Bunu takip eden aylarda, vicdanım diriltildi. Daha fazla bilgi kazandıkça, ‛bu böyle olmaz. Muhakkak bir şey yapmalıyım. Ya Mukaddes Kitabı tetkik etmekten vazgeçerim ya da polise gidip teslim olurum’ diye düşünüp durdum. Mukaddes Kitabı tetkik etmekten vazgeçemeyeceğimi kısa zamanda anladım, ama teslim olmak da beni çok korkutuyordu. Hapishaneye gitmek istemediğim için bunu da yapmayı istemedim.
Hayatımda vermem gereken en zor karardı bu, ama bunu yaptım. 24 yaşındayken, cemaatin ihtiyarlarından biri olan Willard Stargell’e gittim. Bir adam öldürdüğümü ve bunun için teslim olmak istediğimi kendisine bildirdim.
“Yapmak istediğin şeyin bu olduğundan emin misin?” diye sordu bana.
“Eminim.”
“Yardım etmek için elimden geleni yapacağım. Seninle beraber karakola gelmemi ister misin?”
“Bunu muhakkak isterim.”
“Biliyor musun, bu hafta sonu Yehova’nın Şahitlerinin bir çevre ibadeti var” diye hatırlattı. “Bu kongreye katılabiliriz, sonra pazartesi sabah karakola gideriz.”
Bu fikir hoşuma gitti. Çevre İbadetine katılmak istedim, fakat karakola gidip teslim olma fikri de bende dehşet yaratıyordu. Bunu biraz ertelemek fikrini hemen kabul ettim. Böylece, onunla beraber çevre ibadetine katıldık ve çok hoşuma gitti. Pazartesi sabah karakola gittik ve polise teslim oldum.
Polisler, kulaklarına inanamıyordu.

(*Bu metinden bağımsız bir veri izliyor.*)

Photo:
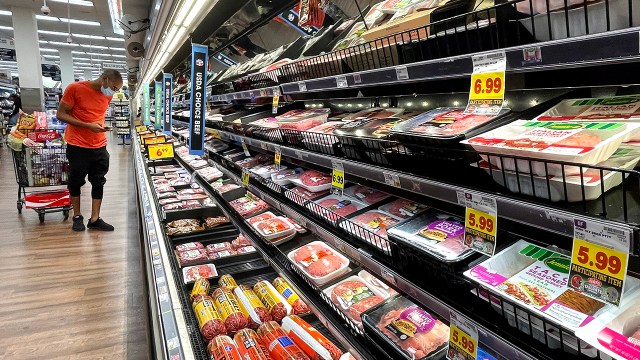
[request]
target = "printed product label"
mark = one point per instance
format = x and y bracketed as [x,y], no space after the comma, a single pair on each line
[442,230]
[410,322]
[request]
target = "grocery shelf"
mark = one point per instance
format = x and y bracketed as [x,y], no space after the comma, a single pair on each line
[557,220]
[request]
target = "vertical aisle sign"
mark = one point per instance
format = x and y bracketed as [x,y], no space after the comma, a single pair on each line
[199,57]
[599,259]
[486,96]
[167,89]
[158,103]
[146,103]
[481,222]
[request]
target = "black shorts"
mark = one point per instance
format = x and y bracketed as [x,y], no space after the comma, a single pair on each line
[87,163]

Kendi kendine teslim olan insana pek rastlanmaz—hele cinayet yüzünden! Her şeyden emin olmak için Bangor, Maine’deki emniyet müdürlüğüne telefon ettiler. Bir buçuk gün sonra kendimi Bangor ilçe hapishanesinde buldum. Ertesi gün oradaki Yehova’nın bir Şahidi beni ziyaret etti. Mahkeme başladığı zaman, Willard Stargell benim için tanıklık etmek üzere Maine’e geldi. Orada, yaptığım hırsızlıkları ve cinayeti itiraf ettim; mahkeme kararını ilan eden gazete başlığı benim hakkımda “Hâkim Onu Müebbet Hapse Mahkûm Ederken Çok Sakindi” diye yazdı. Bir ay sonra, kendimi en azından 15 yıl hapis cezası çekmek üzere Maine eyaletinin devlet hapishanesinde buldum. Orada da Yehova’nın Şahitleri beni ziyaret ettiler.

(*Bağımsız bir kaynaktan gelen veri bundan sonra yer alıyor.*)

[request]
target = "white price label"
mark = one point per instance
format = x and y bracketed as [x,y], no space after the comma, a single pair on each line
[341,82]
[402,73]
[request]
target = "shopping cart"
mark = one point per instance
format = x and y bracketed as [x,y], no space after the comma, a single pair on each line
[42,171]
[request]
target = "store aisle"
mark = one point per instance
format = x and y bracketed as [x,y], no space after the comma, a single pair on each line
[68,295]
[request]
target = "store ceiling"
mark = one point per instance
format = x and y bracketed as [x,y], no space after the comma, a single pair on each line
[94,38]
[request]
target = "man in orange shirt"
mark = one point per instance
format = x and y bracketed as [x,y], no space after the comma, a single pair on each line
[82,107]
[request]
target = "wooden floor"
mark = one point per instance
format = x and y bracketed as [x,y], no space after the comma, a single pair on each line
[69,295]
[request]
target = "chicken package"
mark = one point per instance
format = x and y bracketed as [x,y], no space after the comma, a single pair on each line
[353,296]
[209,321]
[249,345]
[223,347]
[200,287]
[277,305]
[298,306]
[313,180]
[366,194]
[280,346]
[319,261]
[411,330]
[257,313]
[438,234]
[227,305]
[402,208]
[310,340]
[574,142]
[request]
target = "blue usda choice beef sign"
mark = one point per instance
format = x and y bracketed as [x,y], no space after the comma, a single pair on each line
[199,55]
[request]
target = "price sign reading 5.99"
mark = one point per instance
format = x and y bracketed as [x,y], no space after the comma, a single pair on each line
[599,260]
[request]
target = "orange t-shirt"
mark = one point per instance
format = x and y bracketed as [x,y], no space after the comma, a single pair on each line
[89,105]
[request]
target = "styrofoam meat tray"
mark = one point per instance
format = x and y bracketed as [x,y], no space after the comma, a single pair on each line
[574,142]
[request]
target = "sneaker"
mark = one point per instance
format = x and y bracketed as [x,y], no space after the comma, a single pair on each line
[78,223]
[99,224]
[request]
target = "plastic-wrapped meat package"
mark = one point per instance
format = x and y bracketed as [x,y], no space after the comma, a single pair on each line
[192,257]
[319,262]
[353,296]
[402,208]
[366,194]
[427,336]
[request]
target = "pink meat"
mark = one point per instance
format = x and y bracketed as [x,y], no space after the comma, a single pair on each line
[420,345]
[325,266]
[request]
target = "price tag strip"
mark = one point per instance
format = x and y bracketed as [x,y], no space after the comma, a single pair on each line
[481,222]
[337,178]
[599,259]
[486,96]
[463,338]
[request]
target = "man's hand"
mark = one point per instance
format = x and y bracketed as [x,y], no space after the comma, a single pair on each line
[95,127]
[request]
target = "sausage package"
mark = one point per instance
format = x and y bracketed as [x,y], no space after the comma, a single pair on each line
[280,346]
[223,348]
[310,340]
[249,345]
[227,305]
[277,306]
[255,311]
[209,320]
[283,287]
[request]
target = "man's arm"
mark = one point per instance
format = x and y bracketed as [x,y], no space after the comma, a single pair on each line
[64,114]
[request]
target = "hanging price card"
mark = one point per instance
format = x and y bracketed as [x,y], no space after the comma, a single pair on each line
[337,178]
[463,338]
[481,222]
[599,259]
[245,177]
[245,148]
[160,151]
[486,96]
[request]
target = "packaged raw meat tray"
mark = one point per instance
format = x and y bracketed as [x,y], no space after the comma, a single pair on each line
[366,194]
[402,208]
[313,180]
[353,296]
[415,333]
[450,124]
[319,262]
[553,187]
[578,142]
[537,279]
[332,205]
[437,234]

Hapishanedeki mahkûmlar beni farklı şekillerde karşıladılar. Özellikle polis beni aramaktan vazgeçtiği için, ‛teslim olacak kadar aptal’ biri gözüyle bakarak benimle alay ettiler. Mukaddes Kitabı tetkik ettiğimden dolayı teslim olduğumu öğrendikleri zaman, beni ‘kurtlar arasında bir koyun’ diye çağırarak iğnelemeye çalıştılar. Fakat alayları her zaman sözle oldu, fiziksel kuvvete asla başvurmadılar. Zaten çoğu zaman mahkûmlardan ayrı durdum.
Hakikat benim için bir korunma oldu. Zamanla, benim Yehova’nın Şahitlerinden biri olduğumu, tarafsız olduğumu, hapishane içindeki kavgalara karışmayacağımı anladılar. Aynı zamanda, uyuşturucu satmak için bana gelemeyeceklerini ve onlar için bir şey çalmak üzere beni zorlayamayacaklarını da biliyorlardı. İdari memurlar da benim kurallara karşı gelmeyeceğimi biliyordu. Hapishanede lekesiz bir sicilim vardı ve bu bana daha fazla özgürlük tanınmasını sağladı.
Bu dönem boyunca bir ara Mukaddes Kitap hakikatleri peşinde koşma arzumdan vazgeçer gibi oldum. Bu, amaçlı olarak buna devam etmemeye karar verdiğim anlamına gelmez. Mesele İbraniler 2:1’deki “işitilmiş olan şeyleri bir suretle kaçırmıyalım” uyarısına kulak asmamamdı. Oysa ben kaçırdım. Cezaevinde bile materyalizm seni tuzağa düşürebilir! Hapishanenin sergi salonunda teşhir etmek üzere bazı süs eşyaları yapabilme fırsatı çıktı önüme. Ziyaretçiler bu eşyaları satın alabilirlerdi ve paranın çoğu bu şeyleri yapan mahkûmlara veriliyordu. Ben böylece para biriktirme peşinde koşmaya başlayınca, kişisel tetkik için fazla vaktim kalmadı.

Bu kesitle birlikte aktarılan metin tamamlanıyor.